31. A method of developing and maintaining fitness of bodily tissue
and organs or healing, strengthening, promoting growth of bone
tissue comprising: a. providing a therapeutic device comprising an
exercise device that includes means for developing or maintaining
fitness of bodily tissue or organs with a frame having at least one
support surface for supporting an individual and that includes a
rotary vibrational loading means associated with the support
surface; and b. vibrating the at least one support surface with the
rotary vibrational loading means at a selected load and frequency
to induce mechanical vibration sufficient to facilitate bone growth
or healing of bodily tissue, wherein the vibrational loading means
displaces the bodily tissue up to 2 millimeters peak-to-peak.
32. The method of claim 31, wherein vibrating the support surface
comprises vibrating the bodily tissue at a frequency ranging from
about 10 Hz to about 100 Hz.
33. The method of claim 31, wherein the displacement caused by the
vibrational loading means is sinusoidal.
Description
FIELD OF THE INVENTION
The present invention relates to a therapeutic apparatus and, more
specifically, to an apparatus for enhancing the benefits of
exercise and physical therapy with osteogenic healing.
BACKGROUND OF THE INVENTION
The benefits of exercise and physical therapy have been well
documented and include aerobic conditioning, strength enhancement,
and rehabilitation.
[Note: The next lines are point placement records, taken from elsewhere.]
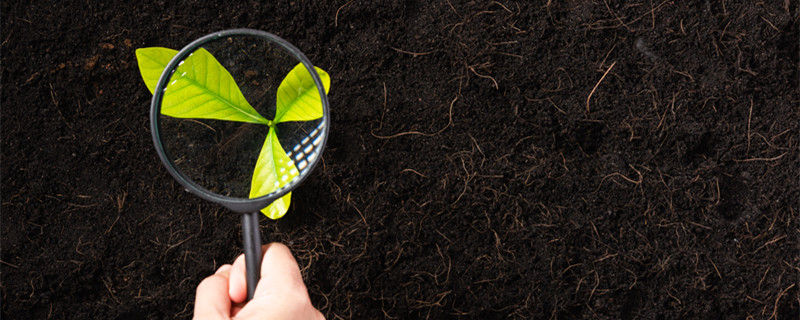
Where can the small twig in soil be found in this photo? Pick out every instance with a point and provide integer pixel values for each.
(760, 159)
(598, 84)
(483, 76)
(336, 17)
(415, 54)
(749, 117)
(778, 299)
(449, 123)
(9, 264)
(414, 171)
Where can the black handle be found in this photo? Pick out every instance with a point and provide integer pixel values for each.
(251, 239)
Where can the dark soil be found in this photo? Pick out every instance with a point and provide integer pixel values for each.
(488, 159)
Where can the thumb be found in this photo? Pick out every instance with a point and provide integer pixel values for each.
(212, 300)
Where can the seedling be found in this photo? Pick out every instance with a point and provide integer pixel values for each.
(206, 90)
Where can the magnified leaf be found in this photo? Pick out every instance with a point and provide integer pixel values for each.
(298, 96)
(274, 169)
(200, 88)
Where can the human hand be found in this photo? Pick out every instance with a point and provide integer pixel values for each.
(280, 293)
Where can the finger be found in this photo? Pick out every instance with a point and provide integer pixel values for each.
(237, 287)
(212, 301)
(279, 271)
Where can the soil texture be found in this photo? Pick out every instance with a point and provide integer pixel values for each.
(487, 160)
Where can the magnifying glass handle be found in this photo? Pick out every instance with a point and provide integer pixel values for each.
(252, 251)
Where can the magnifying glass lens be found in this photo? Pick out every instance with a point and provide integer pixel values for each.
(241, 116)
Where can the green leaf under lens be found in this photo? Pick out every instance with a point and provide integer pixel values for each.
(200, 88)
(298, 97)
(274, 169)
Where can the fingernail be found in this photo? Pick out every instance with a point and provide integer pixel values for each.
(223, 268)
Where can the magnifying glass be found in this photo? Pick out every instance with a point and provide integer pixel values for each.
(240, 117)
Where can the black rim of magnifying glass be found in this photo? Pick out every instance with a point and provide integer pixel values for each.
(235, 204)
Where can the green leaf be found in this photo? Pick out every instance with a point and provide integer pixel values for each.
(298, 97)
(200, 88)
(274, 169)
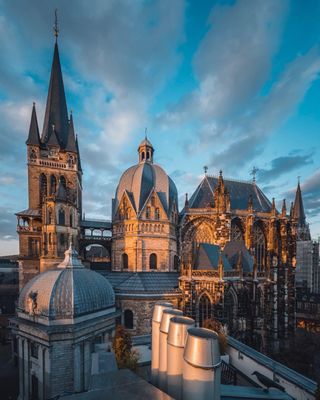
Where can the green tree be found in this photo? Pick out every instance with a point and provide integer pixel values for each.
(122, 346)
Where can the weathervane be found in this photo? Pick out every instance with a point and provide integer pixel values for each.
(253, 172)
(55, 26)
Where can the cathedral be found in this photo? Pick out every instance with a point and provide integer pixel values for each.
(228, 254)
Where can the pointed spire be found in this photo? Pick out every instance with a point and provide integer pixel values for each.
(298, 209)
(186, 203)
(273, 207)
(284, 208)
(71, 141)
(56, 108)
(78, 151)
(34, 137)
(71, 259)
(250, 204)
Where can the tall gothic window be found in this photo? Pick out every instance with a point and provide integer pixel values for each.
(53, 184)
(204, 309)
(125, 261)
(148, 212)
(61, 217)
(229, 309)
(236, 230)
(63, 181)
(259, 243)
(203, 234)
(43, 187)
(128, 319)
(153, 261)
(176, 263)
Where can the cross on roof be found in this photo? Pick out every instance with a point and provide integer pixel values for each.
(253, 172)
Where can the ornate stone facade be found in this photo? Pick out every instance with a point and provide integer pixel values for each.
(54, 185)
(261, 300)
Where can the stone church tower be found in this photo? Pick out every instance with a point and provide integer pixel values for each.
(54, 184)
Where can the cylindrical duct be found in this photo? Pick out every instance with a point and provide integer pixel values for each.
(201, 365)
(156, 319)
(176, 341)
(164, 329)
Exercises such as walking, running, weight
lifting, bicycling, swimming, and rowing have also been proven
beneficial in osteogenic repair and maintenance. More specifically,
a program of exercise has been proven to stimulate bone-tissue cell
activity through the application of mechanical loading at specific
frequency levels to facilitate bone tissue growth, repair, and
maintenance. However, to attain such osteogenic benefits from
exercise, oftentimes the exercise must be sustained for extended
periods of time and the regimen maintained indefinitely.
Furthermore, regular and extended aggressive exercise and impact
loading used as a bone-tissue treatment protocol may be both
difficult to maintain and dangerous to the participant, especially
the elderly. In fact, high loading activity could precipitate the
fracture that the exercise was intended to prevent.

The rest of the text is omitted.